Blake reaches this conclusion after looking at responses to poll questions such as "12 percent say it's not a 'big deal' if Russia interferes to help Republicans (Yahoo-SurveyMonkey) and "15 percent say there is almost nothing Trump could do to lose their support (Public Religion Research Institute). Blake notes that last year Public Policy Polling directly asked respondents whether they would approve if Trump shot someone on Fifth Avenue (22% said they would, perhaps just out spite).

But does all of this prove that Trump could someday fall to sub-Nixon numbers? Maybe, maybe not. (Nixon's lowest Gallup approval rating was 24%.)

Trump isn't really going to shoot anyone. He clearly seems capable of terrible behavior, but he's a lazy, pampered couch-potato septuagenarian. Shooting people is just not his style.

What might we someday learn that Trump has done? Compromised our electoral system on his own and Vladimir Putin's behalf?

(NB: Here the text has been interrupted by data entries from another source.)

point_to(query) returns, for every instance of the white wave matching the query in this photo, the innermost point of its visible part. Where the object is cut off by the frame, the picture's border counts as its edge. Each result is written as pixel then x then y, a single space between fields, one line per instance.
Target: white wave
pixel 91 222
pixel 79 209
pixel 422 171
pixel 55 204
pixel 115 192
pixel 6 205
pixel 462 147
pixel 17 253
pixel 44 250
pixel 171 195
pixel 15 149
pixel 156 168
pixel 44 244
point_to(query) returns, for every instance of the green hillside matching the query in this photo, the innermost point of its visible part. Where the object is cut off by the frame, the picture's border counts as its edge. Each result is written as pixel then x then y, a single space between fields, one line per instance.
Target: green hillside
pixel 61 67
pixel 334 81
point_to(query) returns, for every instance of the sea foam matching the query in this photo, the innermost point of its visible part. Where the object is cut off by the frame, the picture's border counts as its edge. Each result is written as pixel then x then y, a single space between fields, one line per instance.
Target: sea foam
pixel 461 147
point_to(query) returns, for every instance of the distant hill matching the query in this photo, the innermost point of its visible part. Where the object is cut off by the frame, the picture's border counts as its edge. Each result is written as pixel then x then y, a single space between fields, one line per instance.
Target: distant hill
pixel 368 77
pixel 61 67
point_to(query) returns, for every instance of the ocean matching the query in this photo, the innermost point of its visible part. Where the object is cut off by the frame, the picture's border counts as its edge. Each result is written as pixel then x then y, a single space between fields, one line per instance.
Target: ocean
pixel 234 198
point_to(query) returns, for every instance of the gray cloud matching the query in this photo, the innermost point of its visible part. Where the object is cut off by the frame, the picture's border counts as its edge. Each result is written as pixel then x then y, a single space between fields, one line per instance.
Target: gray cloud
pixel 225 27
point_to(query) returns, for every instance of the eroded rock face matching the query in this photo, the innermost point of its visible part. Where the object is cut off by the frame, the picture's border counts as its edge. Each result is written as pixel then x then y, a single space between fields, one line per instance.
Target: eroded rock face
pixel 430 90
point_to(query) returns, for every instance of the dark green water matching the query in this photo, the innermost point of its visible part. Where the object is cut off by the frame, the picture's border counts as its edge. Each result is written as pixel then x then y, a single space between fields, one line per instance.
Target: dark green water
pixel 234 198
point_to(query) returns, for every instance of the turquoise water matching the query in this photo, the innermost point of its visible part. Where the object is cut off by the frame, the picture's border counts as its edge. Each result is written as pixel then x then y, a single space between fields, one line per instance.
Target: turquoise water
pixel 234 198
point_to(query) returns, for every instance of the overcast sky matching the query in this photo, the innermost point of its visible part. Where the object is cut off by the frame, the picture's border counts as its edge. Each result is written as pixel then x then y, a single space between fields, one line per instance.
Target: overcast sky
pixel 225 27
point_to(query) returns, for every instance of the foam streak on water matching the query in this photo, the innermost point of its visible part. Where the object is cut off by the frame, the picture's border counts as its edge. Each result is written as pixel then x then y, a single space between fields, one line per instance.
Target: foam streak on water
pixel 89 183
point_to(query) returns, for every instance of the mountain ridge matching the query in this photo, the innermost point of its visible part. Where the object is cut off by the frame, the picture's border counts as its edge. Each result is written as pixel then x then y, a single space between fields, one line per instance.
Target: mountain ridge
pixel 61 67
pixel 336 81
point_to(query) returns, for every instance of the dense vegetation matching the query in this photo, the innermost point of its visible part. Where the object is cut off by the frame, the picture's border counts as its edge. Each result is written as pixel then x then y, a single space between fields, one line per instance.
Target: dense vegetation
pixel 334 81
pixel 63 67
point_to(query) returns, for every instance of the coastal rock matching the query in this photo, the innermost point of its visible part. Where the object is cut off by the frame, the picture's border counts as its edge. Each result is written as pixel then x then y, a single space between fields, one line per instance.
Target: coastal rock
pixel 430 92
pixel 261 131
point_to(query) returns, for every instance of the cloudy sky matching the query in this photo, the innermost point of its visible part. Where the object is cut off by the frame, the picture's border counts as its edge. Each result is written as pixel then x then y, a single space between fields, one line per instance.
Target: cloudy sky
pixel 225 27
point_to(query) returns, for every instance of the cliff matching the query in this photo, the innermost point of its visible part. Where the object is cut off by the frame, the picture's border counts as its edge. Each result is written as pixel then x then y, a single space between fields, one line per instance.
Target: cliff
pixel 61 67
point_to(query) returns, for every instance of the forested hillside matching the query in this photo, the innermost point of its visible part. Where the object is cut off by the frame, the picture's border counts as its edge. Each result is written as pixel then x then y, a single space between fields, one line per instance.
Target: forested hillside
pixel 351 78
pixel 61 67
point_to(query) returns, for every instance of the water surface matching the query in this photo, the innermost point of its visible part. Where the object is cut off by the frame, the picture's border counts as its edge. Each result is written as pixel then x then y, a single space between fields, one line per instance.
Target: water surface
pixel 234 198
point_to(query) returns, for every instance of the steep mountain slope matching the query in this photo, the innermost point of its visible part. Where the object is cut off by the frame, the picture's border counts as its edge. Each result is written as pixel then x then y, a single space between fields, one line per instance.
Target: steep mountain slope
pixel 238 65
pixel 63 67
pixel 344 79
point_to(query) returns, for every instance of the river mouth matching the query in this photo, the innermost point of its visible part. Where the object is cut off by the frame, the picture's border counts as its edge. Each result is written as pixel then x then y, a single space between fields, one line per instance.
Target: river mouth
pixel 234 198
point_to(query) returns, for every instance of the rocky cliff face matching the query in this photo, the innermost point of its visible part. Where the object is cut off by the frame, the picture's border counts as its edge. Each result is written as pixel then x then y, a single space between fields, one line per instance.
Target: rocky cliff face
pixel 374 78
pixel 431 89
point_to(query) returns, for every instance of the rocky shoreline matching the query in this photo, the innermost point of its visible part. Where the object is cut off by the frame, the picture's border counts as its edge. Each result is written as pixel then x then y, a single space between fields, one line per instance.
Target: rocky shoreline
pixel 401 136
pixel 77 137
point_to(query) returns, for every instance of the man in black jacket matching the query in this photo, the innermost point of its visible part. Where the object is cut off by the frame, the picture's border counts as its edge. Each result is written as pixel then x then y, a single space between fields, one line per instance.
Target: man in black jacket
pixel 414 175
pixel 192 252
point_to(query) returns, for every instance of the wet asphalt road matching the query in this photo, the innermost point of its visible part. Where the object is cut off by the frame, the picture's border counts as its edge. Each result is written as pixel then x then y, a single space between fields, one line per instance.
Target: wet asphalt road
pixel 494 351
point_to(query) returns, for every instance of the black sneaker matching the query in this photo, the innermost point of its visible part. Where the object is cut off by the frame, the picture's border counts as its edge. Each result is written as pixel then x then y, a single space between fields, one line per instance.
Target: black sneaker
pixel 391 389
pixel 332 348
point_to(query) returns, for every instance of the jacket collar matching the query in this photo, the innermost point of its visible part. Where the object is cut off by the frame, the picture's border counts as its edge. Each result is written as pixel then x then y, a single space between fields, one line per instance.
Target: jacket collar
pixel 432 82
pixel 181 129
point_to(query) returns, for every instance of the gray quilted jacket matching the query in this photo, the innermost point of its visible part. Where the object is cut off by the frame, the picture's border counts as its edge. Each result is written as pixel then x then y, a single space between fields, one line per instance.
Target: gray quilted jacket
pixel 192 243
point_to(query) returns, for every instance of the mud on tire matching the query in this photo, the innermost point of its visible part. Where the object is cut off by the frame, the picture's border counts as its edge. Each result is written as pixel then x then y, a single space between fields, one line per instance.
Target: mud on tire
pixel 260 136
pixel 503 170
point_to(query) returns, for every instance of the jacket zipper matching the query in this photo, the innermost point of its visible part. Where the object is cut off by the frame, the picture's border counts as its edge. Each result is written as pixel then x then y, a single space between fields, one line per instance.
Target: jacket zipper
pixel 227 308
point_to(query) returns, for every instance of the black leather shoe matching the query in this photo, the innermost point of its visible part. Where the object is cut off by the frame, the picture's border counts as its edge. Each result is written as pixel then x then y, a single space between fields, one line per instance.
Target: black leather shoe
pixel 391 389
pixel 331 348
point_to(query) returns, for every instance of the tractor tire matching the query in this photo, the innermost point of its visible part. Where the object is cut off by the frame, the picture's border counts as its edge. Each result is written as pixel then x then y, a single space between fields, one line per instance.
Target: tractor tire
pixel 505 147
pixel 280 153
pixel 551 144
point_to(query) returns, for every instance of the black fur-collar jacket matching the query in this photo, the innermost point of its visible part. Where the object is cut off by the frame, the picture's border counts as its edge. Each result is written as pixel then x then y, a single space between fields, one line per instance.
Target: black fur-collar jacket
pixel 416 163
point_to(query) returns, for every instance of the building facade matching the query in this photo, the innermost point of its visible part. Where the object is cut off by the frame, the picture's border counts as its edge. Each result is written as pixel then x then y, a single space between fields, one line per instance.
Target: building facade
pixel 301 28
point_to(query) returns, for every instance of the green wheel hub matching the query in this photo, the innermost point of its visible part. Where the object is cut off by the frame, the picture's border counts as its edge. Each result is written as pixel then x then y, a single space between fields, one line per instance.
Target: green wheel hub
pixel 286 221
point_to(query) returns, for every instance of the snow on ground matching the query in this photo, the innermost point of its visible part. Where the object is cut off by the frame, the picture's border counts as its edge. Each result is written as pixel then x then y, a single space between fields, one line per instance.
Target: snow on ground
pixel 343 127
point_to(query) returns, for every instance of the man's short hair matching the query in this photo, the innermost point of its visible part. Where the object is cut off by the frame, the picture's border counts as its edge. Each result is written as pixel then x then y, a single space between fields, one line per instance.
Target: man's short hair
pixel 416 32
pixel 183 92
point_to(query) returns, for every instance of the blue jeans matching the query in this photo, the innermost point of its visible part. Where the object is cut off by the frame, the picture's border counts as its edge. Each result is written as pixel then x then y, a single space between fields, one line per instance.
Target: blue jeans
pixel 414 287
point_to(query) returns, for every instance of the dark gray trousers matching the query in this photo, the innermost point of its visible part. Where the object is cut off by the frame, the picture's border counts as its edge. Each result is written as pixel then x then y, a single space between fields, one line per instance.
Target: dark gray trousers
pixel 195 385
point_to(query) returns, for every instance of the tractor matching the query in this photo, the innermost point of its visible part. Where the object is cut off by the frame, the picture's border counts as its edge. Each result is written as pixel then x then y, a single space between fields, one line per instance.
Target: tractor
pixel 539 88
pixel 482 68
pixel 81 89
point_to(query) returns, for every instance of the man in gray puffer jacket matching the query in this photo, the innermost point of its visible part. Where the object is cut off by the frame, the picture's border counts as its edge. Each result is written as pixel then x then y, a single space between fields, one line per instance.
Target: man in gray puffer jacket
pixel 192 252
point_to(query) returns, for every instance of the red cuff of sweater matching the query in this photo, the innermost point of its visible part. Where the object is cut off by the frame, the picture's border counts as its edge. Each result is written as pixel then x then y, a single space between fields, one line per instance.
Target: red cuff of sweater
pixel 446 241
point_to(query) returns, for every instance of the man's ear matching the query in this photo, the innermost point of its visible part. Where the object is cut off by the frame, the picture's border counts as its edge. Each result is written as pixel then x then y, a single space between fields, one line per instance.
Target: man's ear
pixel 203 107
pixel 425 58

Engaged in massive amounts of self-dealing? Frolicked with urinating Russian prostitutes?

We've already had the Access Hollywood tape and the Stormy Daniels story. We've had the insults of John McCain, Serge Kovaleski, Alicia Machado, Judge Gonzalo Curiel, and the Khan family. We've had Charlottesville. Trump's numbers sink, but he seems to have a floor of about 35% support.

That's because his approval rating isn't a referendum on a particular Trump deed. Trump might do something that only 12 to 20 percent of the public approves of. But a larger percentage of the public will probably still approve of him, no matter what he's done.

That's because he's not judged in isolation -- he's be judged against his political opponents. Negative partisanship seems to be good for at least 10 extra points, because, as we learned in 2016, you can do pretty much anything and Republican voters will say that Democrats are worse.

Recent polls have shown a significant drop in Trump's approval rating -- but that mid-30s floor is still holding. I think his numbers will inch up soon, once we're no longer talking about his insulting response to the death of John McCain and the fact that Paul Manafort and Michael Cohen are now felons. Trump will have more Republican support at the bitter end than Nixon did, because owning the libs, and keeping them out of power, is more important to GOP voters now.